Wednesday, May 11, 2016

Issues 2016: Minimum Wage

The minimum wage will probably be a big issue in this year’s presidential campaign. Increasing the minimum wage is so popular that Democrats from Hillary Clinton on down will use the issue like a sledgehammer to beat down Republican opposition. Already Donald Trump, the Republican presumptive nominee, has admitted that he doesn’t see how anyone can live on the current Federal minimum wage of $7.25 an hour. He would only leave it to the 50 states to set their own minimum wage level.

In the campaign it will do no good for economists or journalists to point out that increases in the minimum wage will cause many low-income employees to lose their jobs, and find that their wage reduced to zero. Just this day in trying to deal with an issue about the delivery of our Wall St. Journal, we discovered that the phone representative was in Manila.

Nor will it do any good to point out that most people who earn the minimum wage are not just living on the minimum. Often the minimum wage earner is not the sole support of a family. Often, their wages are supplemented by employee benefits or government subsidies and tax credits. Any such arguments will be drowned by placard waving protestors.

Donald Trump doesn’t need any help from me but I would suggest that he ask the progressives who support doubling the minimum wage to $15 an hour to pay for it themselves in the same way that he wants the Mexican government to pay for the Wall on the border.

He could ask university professors to reduce their salaries in order to increase the wages of the miserably underpaid “adjunct” instructors or graduate assistants that universities hire to save money. He could ask university students to pay increased fees in order to raise the salaries of the cafeteria ladies. He could even ask so-called public service employees to take a cut in pay in order to raise the minimum wage for the people they serve.

Of course, all of the above would be met with the greatest resistance. When progressives call for increases in the minimum wage, they always expect and want someone else to bear the cost. The professors and the students can be excused for their innocence, but the unions have a baser reason for supporting increasing the minimum wage.

Suppose you were running a small business and you hired a high school or college student to do basic office work like filing papers. Suppose you even started the student at $10 an hour, 40% more than the minimum. You might have other employees in the office making $20 an hour. What would these employees think if you had to raise the student’s pay to $15 an hour? Wouldn’t you have to raise their pay to $30 an hour because the work they were doing was twice as valuable as the student’s?

Actually, this is the reason why unions are big supporters of increases in the minimum wage. Union employees all earn more than the minimum wage but every time the minimum is raised, they insist on, and usually get, corresponding increases in their own pay scales. They could care less about people who are actually earning the minimum wage. They even care little about their own members who are at the bottom of the wage scale. Rather than cut their own pay or benefits, they will normally acquiesce in the layoff of younger, recently hired union members when times get tough.

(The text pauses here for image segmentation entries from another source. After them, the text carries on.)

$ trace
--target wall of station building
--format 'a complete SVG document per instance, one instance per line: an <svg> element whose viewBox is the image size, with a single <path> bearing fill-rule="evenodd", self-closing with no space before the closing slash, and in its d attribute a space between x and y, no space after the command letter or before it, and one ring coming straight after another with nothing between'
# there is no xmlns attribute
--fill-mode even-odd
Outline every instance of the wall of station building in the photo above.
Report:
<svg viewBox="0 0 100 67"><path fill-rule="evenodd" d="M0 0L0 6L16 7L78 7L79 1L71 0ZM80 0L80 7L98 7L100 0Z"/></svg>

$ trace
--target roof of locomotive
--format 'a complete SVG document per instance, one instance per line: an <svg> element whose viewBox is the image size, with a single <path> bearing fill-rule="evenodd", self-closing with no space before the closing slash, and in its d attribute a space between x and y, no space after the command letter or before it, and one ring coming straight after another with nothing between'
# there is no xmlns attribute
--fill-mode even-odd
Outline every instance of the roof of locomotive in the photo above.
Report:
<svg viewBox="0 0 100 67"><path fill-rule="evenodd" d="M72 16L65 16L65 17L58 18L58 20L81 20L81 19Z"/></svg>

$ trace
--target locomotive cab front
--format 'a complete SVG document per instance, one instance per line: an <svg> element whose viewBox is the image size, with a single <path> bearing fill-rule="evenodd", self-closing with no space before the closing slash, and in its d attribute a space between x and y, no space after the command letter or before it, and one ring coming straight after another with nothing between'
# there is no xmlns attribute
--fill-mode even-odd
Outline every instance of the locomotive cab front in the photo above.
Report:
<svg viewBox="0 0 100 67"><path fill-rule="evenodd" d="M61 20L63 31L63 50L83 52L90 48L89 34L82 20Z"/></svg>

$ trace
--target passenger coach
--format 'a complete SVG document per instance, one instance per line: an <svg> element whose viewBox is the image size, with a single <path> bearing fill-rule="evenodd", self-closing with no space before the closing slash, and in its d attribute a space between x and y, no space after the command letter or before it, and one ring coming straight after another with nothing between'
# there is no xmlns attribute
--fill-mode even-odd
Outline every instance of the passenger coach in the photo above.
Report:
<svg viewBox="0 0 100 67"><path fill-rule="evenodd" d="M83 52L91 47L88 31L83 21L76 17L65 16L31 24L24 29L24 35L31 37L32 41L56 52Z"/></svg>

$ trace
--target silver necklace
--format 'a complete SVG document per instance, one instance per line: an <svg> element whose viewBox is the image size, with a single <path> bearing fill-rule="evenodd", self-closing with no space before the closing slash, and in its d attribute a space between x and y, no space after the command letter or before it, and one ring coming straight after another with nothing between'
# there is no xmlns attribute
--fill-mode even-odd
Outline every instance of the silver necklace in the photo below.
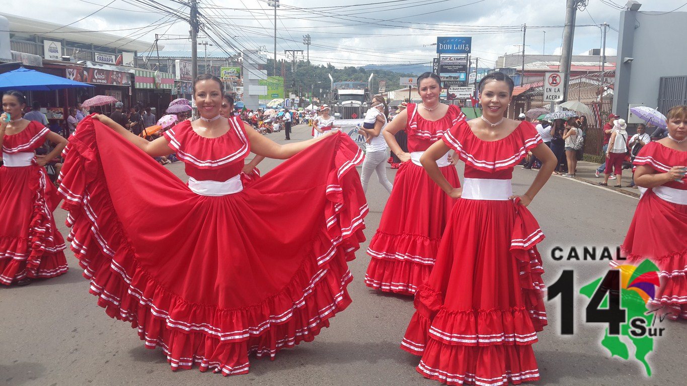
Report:
<svg viewBox="0 0 687 386"><path fill-rule="evenodd" d="M205 122L212 122L213 121L216 121L217 119L219 119L221 117L221 115L218 114L217 114L216 117L213 117L212 118L203 118L203 117L201 117L201 120L205 121Z"/></svg>
<svg viewBox="0 0 687 386"><path fill-rule="evenodd" d="M502 122L504 121L504 119L506 119L506 117L504 117L501 118L501 121L499 121L498 122L497 122L495 123L492 123L491 122L489 121L488 119L487 119L486 118L484 118L484 115L480 115L480 118L482 118L482 121L484 121L486 122L487 123L488 123L489 125L491 125L492 128L495 128L496 126L498 126L499 125L501 124Z"/></svg>
<svg viewBox="0 0 687 386"><path fill-rule="evenodd" d="M426 110L427 111L434 111L435 110L436 110L436 108L438 106L439 106L439 104L436 104L436 105L434 105L434 107L433 107L431 108L429 108L429 107L425 106L425 104L423 104L423 108L424 108L425 110Z"/></svg>
<svg viewBox="0 0 687 386"><path fill-rule="evenodd" d="M686 138L685 139L681 139L681 140L678 141L678 140L677 140L677 139L675 139L675 138L673 138L673 136L671 136L671 134L668 134L668 138L669 138L672 139L673 141L675 141L675 142L677 142L677 143L683 143L683 142L684 142L685 141L687 141L687 138Z"/></svg>

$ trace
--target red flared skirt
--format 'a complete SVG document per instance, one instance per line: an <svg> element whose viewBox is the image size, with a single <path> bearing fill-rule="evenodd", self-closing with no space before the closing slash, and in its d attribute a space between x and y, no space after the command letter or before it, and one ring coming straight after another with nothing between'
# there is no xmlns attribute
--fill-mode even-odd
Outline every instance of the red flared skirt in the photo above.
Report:
<svg viewBox="0 0 687 386"><path fill-rule="evenodd" d="M249 354L313 340L350 303L347 261L368 207L350 138L207 197L92 122L63 169L71 248L98 304L161 347L173 370L247 373Z"/></svg>
<svg viewBox="0 0 687 386"><path fill-rule="evenodd" d="M621 247L627 261L638 264L649 258L658 267L661 286L649 304L666 307L671 319L687 319L687 205L662 200L652 191L640 200Z"/></svg>
<svg viewBox="0 0 687 386"><path fill-rule="evenodd" d="M0 167L0 284L67 272L65 241L52 217L60 199L45 169Z"/></svg>
<svg viewBox="0 0 687 386"><path fill-rule="evenodd" d="M452 186L460 186L455 167L440 170ZM429 278L455 203L422 167L409 161L402 163L379 228L368 248L372 259L365 285L384 292L415 293Z"/></svg>
<svg viewBox="0 0 687 386"><path fill-rule="evenodd" d="M539 378L532 344L546 325L543 239L526 208L459 199L401 348L417 371L449 385L504 385Z"/></svg>

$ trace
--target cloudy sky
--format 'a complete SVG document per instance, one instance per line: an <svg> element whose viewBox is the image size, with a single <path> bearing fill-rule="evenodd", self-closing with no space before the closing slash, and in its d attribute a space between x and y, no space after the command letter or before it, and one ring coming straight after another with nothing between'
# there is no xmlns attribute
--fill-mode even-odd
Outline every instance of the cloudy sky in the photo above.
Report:
<svg viewBox="0 0 687 386"><path fill-rule="evenodd" d="M164 34L165 49L190 50L188 37L189 0L23 0L10 14L110 32L152 43ZM673 11L682 0L640 0L641 11ZM273 49L273 8L268 0L198 0L201 34L214 45L208 52ZM610 25L607 55L618 44L622 0L589 0L577 12L574 51L580 54L600 47L601 29ZM282 0L278 10L277 56L284 50L303 49L309 34L310 59L337 67L368 64L431 62L436 36L472 36L473 56L493 67L504 53L521 49L522 25L527 25L526 55L559 54L565 0ZM187 18L187 21L183 18ZM213 43L213 40L214 43ZM221 43L218 47L217 43ZM203 47L200 47L202 52ZM482 66L480 66L482 67Z"/></svg>

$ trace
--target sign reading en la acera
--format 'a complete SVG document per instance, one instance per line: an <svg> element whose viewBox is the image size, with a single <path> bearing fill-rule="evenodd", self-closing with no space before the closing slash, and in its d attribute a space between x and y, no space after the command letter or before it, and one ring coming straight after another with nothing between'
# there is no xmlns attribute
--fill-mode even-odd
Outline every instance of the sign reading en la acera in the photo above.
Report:
<svg viewBox="0 0 687 386"><path fill-rule="evenodd" d="M555 102L563 100L563 73L544 73L544 101Z"/></svg>
<svg viewBox="0 0 687 386"><path fill-rule="evenodd" d="M222 67L220 71L223 82L238 82L241 75L240 67Z"/></svg>

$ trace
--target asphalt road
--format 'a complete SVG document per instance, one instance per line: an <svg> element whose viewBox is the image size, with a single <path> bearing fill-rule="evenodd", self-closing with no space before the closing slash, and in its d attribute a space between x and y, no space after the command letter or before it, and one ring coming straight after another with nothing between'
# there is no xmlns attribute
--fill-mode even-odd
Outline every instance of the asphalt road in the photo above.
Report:
<svg viewBox="0 0 687 386"><path fill-rule="evenodd" d="M292 138L306 139L309 132L309 128L295 127ZM283 142L282 133L269 136ZM265 172L278 164L266 160L260 169ZM458 167L462 175L462 167ZM184 178L181 162L169 168ZM388 173L393 179L395 171L388 169ZM517 168L514 191L523 193L535 174ZM369 241L387 197L376 177L368 196L370 212L365 233ZM609 189L552 178L530 206L547 237L540 244L546 283L555 281L564 269L574 269L578 289L603 276L607 262L555 261L550 252L556 246L619 245L637 202ZM65 213L58 209L55 216L66 235ZM417 357L398 348L413 313L412 300L377 293L363 285L370 259L364 253L367 246L362 245L350 263L355 277L348 287L353 303L331 320L329 328L313 342L282 351L274 361L253 358L249 374L228 378L195 369L172 372L161 351L144 348L128 324L111 319L96 304L69 252L67 274L28 287L0 288L0 385L438 385L416 373ZM631 347L629 361L610 357L598 343L605 325L583 323L586 298L576 295L575 299L573 336L559 333L559 300L547 302L550 324L534 345L542 378L537 384L684 384L687 324L663 322L665 336L657 338L648 357L653 374L646 378L643 365L631 360Z"/></svg>

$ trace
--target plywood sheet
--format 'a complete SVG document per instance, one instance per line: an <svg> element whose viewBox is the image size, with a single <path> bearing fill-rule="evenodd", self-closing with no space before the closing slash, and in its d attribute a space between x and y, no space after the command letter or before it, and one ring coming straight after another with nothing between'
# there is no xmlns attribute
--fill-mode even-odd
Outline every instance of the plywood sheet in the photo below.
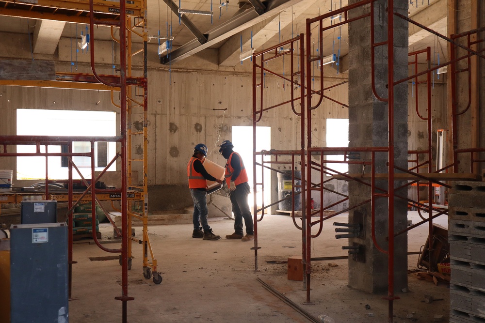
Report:
<svg viewBox="0 0 485 323"><path fill-rule="evenodd" d="M52 61L0 60L0 80L54 80Z"/></svg>

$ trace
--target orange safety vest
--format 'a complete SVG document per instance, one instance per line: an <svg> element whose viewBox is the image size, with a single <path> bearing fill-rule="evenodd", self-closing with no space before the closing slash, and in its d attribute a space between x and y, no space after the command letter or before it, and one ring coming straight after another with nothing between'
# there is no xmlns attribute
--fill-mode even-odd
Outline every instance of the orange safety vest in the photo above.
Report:
<svg viewBox="0 0 485 323"><path fill-rule="evenodd" d="M239 154L233 152L227 159L227 163L226 164L226 183L227 184L228 186L230 185L231 177L232 177L232 174L234 172L234 169L232 168L232 166L231 166L231 159L232 159L232 155L235 154L239 156L239 160L241 163L241 172L239 173L239 176L234 181L234 184L237 185L239 185L239 184L246 183L248 180L247 179L247 173L246 172L246 169L244 167L244 163L242 162L242 158Z"/></svg>
<svg viewBox="0 0 485 323"><path fill-rule="evenodd" d="M205 188L207 187L207 180L202 174L198 173L194 169L194 162L198 158L192 157L187 165L187 176L189 177L189 188Z"/></svg>

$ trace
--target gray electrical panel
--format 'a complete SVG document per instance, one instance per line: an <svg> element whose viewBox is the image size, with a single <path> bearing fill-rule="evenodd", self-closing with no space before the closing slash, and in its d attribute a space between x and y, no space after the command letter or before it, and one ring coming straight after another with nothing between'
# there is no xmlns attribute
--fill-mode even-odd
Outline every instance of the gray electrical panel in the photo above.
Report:
<svg viewBox="0 0 485 323"><path fill-rule="evenodd" d="M67 227L10 229L11 323L67 323Z"/></svg>
<svg viewBox="0 0 485 323"><path fill-rule="evenodd" d="M22 201L21 207L22 224L57 222L57 201Z"/></svg>

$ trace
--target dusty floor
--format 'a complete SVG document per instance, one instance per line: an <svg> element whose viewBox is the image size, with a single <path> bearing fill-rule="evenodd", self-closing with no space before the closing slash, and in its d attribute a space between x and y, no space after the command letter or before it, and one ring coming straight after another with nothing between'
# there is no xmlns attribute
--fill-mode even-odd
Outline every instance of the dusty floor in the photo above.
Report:
<svg viewBox="0 0 485 323"><path fill-rule="evenodd" d="M345 222L346 215L336 217ZM437 221L447 226L447 218ZM419 222L416 212L409 218ZM333 222L333 221L332 221ZM253 242L228 240L233 222L227 218L210 218L214 232L223 237L216 241L191 237L191 224L154 226L149 234L162 273L163 281L155 284L144 278L142 248L133 244L132 267L129 273L128 295L135 298L128 303L128 322L307 322L308 320L265 289L259 277L316 317L325 314L339 323L387 322L387 301L382 295L372 295L347 286L347 260L312 263L311 300L306 305L306 291L302 282L287 279L287 264L269 263L301 254L301 231L291 217L265 215L258 223L259 270L255 269ZM335 239L334 227L326 224L321 235L312 241L312 257L345 255L341 249L346 241ZM112 235L109 225L102 225L103 240ZM137 236L140 228L135 228ZM409 251L419 251L427 237L427 227L411 231ZM120 244L107 244L108 248ZM69 319L76 323L121 322L121 266L118 261L91 261L88 257L113 255L102 251L89 240L74 246L72 299ZM409 269L416 268L418 255L409 256ZM332 267L329 263L338 265ZM387 279L383 277L383 279ZM397 294L394 322L432 322L436 314L448 322L448 286L418 280L415 274L408 275L409 292ZM424 303L424 295L443 298ZM367 309L366 306L370 309Z"/></svg>

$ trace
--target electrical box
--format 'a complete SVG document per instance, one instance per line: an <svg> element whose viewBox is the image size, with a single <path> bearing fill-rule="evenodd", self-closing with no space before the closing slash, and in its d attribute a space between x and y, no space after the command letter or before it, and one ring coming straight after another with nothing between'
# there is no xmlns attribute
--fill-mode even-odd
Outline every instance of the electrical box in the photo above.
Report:
<svg viewBox="0 0 485 323"><path fill-rule="evenodd" d="M22 224L57 222L57 201L22 201L20 206Z"/></svg>
<svg viewBox="0 0 485 323"><path fill-rule="evenodd" d="M67 227L10 228L11 323L67 323Z"/></svg>
<svg viewBox="0 0 485 323"><path fill-rule="evenodd" d="M303 281L303 261L301 256L288 258L288 280Z"/></svg>

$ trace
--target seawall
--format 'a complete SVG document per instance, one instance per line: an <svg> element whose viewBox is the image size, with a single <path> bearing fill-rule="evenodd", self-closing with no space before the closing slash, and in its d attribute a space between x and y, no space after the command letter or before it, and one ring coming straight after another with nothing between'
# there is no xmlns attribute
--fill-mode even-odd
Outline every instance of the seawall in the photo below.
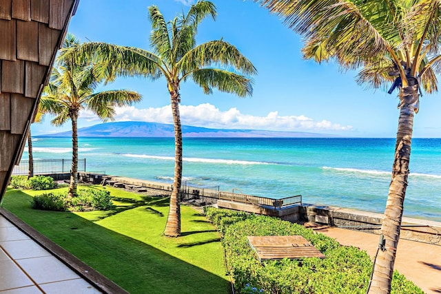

This scenario is being played out right now in my own state of Connecticut. Once again the State is facing a massive budget deficit but the Democrat governor and legislature are in bed with the public service unions. The State faces cutbacks in public spending as well as layoffs of largely lower salaried employees. At the same time, there is no growth in private sector jobs as companies like General Electric have chosen to leave the State. Currently, the State is ranked as one of the least attractive for business in the country. One of the reasons could be that the State has a minimum wage level higher than the Federal level. At $9.60 an hour it is 30% higher than the Federal level, and scheduled to go even higher.